Her family and I discuss this, but do not initially act upon it. She repeats this concern to all of her caregivers and family a number of times over the next several days. We make a decision to withhold her sedation to confirm her decision. Fully awake and alert, she indicates that she would rather take her chances without mechanical ventilation. When we discuss the issue of sedation for comfort and observe that sedation would reduce her ability to be successful if she were extubated, she indicates that she would rather have a clear mind to give herself the best chance. She acknowledges that she may die, and wants to receive sedation if she is in severe discomfort, but insists on trying.

She agrees to continue all other treatment besides mechanical ventilation, short of reintubation and resuscitation. With her family at her bedside, we extubate her from full ventilatory support, continuing oxygen and other respiratory treatments. We expect her to die. She, in fact, does much better off the ventilator. She is discharged home and enjoys a functional but oxygen- dependent existence for another year before her next episode of respiratory distress. Upon readmission, she initially refuses intubation, but as she fails to respond to aggressive treatment, she ultimately agrees to “give it another go.”

Mrs A. The nurse and the RCP at the bedside of one of my ICU patients tell me she is ready to stop treatment.

She has adenocarcinoma of the lung constricting her trachea, a staphylococcal empyema, and a bronchopleural fistula. She has experienced a respiratory arrest with subsequent neurologic deficit. With aggressive treatment, including radiation treatment while on mechanical ventilation, she has awakened but otherwise has not significantly improved. While she was obtunded, her husband decided with us to aggressively treat her. When she awakens, she agrees to put up with treatment through her course of radiation to see if she can get well enough to breathe on her own. She wants to die at home if she can.

Weaning attempts fail the day following completion of radiation. She agrees to give it one more day. The following morning she indicates to her bedside caregivers that she is ready to breathe on her own again, whether or not she is medically ready. We assemble at her bedside. After she tries and fails her T-piece trial, her husband begs her to give it one more day. She says no.

I tell her husband that she is capable of making her own decision-that this request is consistent with her previous statements. She clearly understands she is likely to die quickly if we do this. He asks me to make her try treatment for another day. I say that we must honor her wish. She wants no morphine. We tell her we will have it ready, just in case. We extubate her to room air. She asks for a cup of coffee. Although we know that she will aspirate, we honor her request. She drinks two sips, smiles, clasps her husband’s hand, and dies.
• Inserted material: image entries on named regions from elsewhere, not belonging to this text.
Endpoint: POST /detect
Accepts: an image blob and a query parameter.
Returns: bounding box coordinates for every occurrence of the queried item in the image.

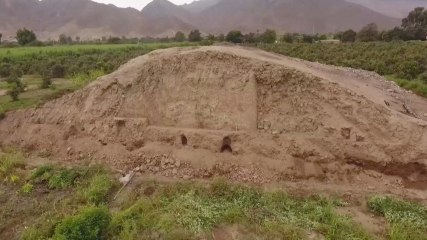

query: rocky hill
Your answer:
[0,0,419,39]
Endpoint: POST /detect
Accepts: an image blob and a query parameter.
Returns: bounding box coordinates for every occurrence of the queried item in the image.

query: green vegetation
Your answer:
[16,28,37,45]
[110,181,371,239]
[52,207,111,240]
[368,196,427,240]
[0,43,196,112]
[81,171,116,205]
[259,42,427,96]
[0,149,25,184]
[0,150,427,240]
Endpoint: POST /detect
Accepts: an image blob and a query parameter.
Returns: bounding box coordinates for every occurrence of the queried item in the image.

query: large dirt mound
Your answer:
[0,47,427,198]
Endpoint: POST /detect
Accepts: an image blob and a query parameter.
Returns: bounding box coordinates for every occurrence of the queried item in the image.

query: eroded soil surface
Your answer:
[0,46,427,201]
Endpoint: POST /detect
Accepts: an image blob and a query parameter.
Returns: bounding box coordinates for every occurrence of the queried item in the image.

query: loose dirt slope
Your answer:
[0,46,427,199]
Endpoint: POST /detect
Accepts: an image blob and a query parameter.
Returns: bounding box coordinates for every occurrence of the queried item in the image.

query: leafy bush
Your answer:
[368,196,427,240]
[52,64,65,78]
[0,63,12,77]
[82,173,114,204]
[109,181,370,239]
[53,207,111,240]
[30,165,54,183]
[20,183,34,194]
[0,150,25,183]
[48,168,83,189]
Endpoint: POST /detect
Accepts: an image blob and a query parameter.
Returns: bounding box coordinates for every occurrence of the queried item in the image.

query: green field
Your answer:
[0,43,194,114]
[259,41,427,97]
[0,149,427,240]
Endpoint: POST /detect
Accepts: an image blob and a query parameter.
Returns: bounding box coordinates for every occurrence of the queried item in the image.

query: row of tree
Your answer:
[335,7,427,42]
[0,7,427,45]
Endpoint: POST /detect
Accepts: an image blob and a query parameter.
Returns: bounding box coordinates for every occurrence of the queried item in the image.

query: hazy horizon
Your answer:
[92,0,194,10]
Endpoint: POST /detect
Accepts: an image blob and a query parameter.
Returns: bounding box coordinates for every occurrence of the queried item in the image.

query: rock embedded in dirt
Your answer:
[0,46,427,196]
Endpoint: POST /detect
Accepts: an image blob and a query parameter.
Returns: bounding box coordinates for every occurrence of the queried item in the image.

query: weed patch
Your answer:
[368,196,427,240]
[52,207,111,240]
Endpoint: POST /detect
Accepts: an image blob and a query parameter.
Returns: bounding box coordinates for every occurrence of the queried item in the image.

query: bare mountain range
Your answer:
[0,0,424,39]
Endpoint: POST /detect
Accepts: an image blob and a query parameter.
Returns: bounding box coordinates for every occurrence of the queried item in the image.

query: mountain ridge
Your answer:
[0,0,416,39]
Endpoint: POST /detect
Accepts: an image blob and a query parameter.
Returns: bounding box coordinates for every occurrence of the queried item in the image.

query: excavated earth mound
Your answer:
[0,47,427,198]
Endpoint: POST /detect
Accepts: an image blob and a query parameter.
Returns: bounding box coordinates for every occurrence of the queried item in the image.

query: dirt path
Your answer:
[203,46,427,121]
[0,46,427,200]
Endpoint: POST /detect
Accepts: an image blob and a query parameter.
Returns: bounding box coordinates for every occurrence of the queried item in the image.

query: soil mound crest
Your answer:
[0,47,427,196]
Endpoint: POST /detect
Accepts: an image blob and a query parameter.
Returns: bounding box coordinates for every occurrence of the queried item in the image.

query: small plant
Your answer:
[0,107,6,120]
[0,150,25,183]
[48,168,82,190]
[40,72,52,89]
[82,173,114,205]
[52,207,111,240]
[30,165,54,183]
[368,196,427,240]
[7,83,23,102]
[52,64,65,78]
[20,183,34,194]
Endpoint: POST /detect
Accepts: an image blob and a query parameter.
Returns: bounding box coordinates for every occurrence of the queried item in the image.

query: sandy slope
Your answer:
[0,46,427,199]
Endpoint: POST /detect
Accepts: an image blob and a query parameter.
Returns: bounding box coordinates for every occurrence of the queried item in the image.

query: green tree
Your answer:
[225,30,243,43]
[282,33,294,43]
[40,71,52,89]
[188,29,202,42]
[6,73,24,102]
[16,28,37,45]
[175,32,185,42]
[339,29,357,42]
[402,7,427,40]
[260,29,277,43]
[302,34,314,43]
[357,23,379,42]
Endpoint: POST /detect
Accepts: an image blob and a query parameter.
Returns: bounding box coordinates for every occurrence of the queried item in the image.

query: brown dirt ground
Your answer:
[0,46,427,201]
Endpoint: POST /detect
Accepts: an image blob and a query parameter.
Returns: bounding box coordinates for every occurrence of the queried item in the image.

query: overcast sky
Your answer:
[92,0,193,10]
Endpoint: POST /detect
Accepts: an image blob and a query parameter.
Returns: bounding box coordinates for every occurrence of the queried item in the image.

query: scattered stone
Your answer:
[356,135,365,142]
[341,128,351,139]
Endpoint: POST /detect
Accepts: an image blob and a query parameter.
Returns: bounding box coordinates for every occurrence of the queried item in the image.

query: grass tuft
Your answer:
[368,196,427,240]
[52,207,111,240]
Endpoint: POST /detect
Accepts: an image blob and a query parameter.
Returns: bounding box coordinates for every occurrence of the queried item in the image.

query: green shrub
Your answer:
[20,183,34,194]
[52,64,65,78]
[0,150,25,182]
[53,207,111,240]
[368,196,427,240]
[0,63,12,77]
[30,165,54,183]
[418,72,427,85]
[48,168,83,190]
[82,173,114,204]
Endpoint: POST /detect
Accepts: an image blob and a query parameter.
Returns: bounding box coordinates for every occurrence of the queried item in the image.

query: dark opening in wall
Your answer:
[181,134,188,146]
[221,137,233,153]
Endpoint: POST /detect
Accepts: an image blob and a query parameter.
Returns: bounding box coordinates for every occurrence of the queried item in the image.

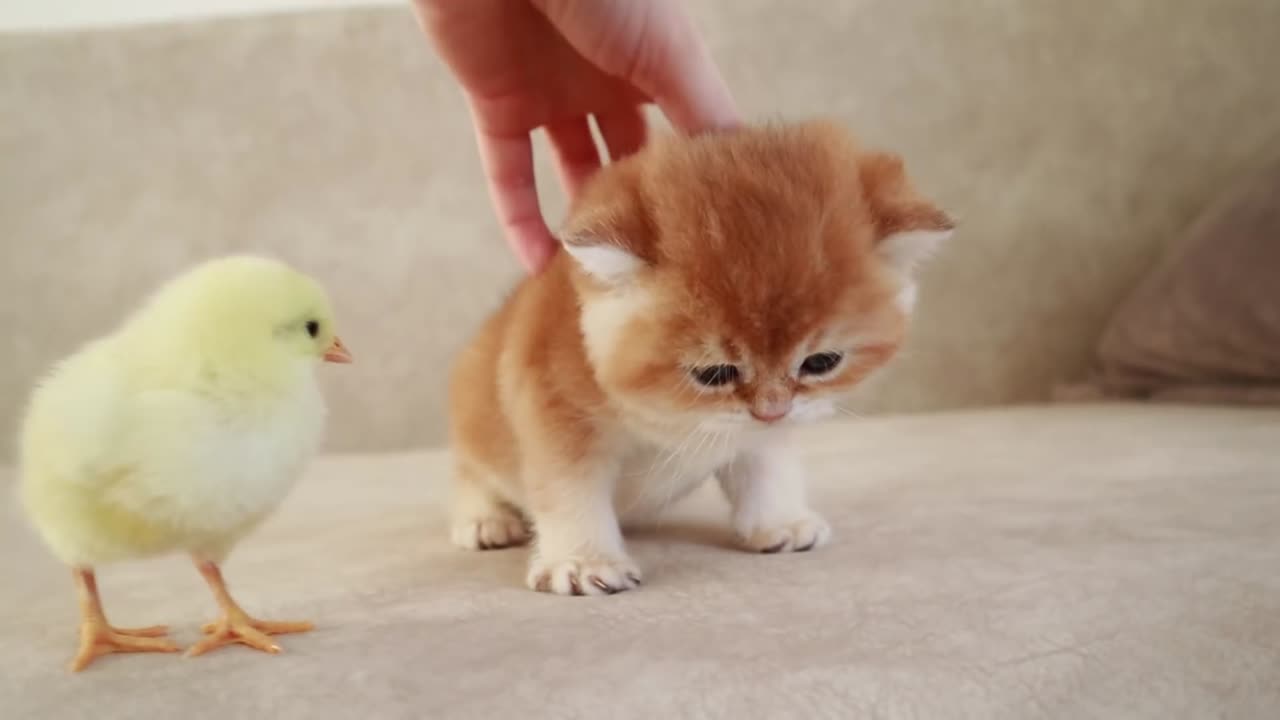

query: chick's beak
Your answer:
[324,337,351,364]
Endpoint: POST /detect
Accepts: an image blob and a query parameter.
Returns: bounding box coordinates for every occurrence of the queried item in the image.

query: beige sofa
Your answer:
[0,0,1280,719]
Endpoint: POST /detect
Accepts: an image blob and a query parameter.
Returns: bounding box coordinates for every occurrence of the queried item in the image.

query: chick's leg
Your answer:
[70,568,178,673]
[187,557,314,657]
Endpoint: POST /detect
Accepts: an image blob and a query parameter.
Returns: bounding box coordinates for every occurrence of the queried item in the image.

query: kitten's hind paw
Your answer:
[737,512,831,552]
[449,507,530,550]
[526,556,640,596]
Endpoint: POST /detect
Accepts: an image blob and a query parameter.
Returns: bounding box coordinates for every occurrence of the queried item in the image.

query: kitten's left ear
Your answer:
[558,174,649,286]
[860,152,955,279]
[559,208,644,284]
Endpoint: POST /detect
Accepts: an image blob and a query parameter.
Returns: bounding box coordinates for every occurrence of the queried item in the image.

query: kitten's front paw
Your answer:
[735,512,831,552]
[525,556,640,596]
[449,506,530,550]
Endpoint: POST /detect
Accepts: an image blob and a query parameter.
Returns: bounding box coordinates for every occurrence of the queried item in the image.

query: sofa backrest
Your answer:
[0,0,1280,451]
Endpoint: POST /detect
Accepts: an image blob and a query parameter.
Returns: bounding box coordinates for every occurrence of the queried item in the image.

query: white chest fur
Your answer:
[613,430,741,521]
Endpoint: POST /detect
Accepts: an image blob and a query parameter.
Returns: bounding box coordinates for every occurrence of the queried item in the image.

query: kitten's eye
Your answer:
[692,365,739,387]
[800,352,844,375]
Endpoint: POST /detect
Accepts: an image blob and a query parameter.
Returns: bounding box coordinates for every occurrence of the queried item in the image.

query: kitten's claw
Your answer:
[449,507,530,550]
[737,514,831,553]
[527,557,640,596]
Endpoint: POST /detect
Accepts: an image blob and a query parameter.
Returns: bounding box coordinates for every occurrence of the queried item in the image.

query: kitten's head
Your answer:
[562,123,952,428]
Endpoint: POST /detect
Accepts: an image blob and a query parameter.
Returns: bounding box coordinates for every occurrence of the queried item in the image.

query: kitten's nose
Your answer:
[751,392,791,423]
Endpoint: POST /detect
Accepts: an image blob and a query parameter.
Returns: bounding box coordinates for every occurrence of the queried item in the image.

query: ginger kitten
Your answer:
[451,122,952,594]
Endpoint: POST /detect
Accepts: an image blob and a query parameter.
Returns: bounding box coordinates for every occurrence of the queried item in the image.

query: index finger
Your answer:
[476,123,556,273]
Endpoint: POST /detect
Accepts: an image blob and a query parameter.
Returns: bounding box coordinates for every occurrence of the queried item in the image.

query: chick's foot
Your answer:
[187,612,315,657]
[70,623,180,673]
[70,568,180,673]
[187,557,314,657]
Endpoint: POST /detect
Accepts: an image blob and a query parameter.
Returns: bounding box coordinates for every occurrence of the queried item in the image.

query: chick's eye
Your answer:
[800,352,844,375]
[692,365,739,387]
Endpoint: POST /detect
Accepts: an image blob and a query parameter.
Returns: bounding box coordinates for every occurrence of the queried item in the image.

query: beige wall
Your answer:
[0,0,1280,448]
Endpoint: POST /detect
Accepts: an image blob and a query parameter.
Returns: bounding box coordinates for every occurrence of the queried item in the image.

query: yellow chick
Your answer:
[20,256,351,671]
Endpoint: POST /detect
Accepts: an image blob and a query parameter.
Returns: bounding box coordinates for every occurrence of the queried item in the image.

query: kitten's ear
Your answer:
[860,152,955,278]
[559,184,646,284]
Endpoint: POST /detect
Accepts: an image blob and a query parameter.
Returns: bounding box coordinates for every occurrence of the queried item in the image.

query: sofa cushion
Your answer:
[1097,161,1280,405]
[0,405,1280,720]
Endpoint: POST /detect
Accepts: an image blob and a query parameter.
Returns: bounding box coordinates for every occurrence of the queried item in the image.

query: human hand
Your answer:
[415,0,739,272]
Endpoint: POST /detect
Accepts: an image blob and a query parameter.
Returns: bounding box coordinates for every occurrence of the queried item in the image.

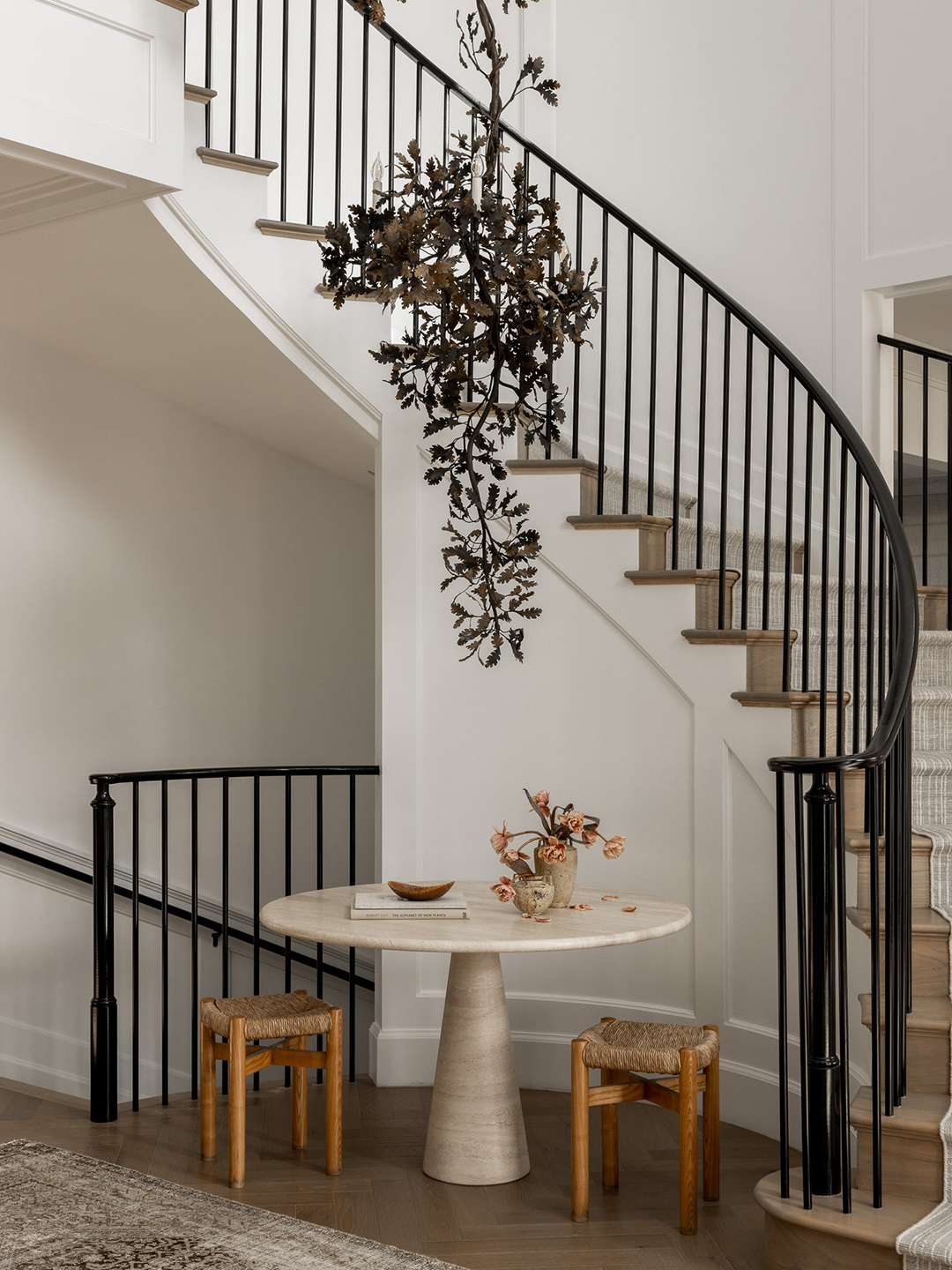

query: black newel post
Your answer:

Most people face death in the same style they have used in living. Their role in the family (eg, matriarch, patriarch) will affect the dynamic of their family’s reaction to their death. Their death experience will be one of the most important experiences for them and their family. If there is any way for medicine to help them choose their own path on their trip to death, it should do so. Then we must hold their hands and the hands of their family as they proceed down that path. N

Kathryn A. Koch, MD, FCCP, FCCM, FACP, has practiced and taught critical care medicine for 20 years. She created, then chaired, the Ethics Committee at the University Medical Center in Jacksonville, Fla, for 10 years. She currently is a fellow in the Department of Ethics, Humanities, and the Law at the University of Florida, in Jacksonville.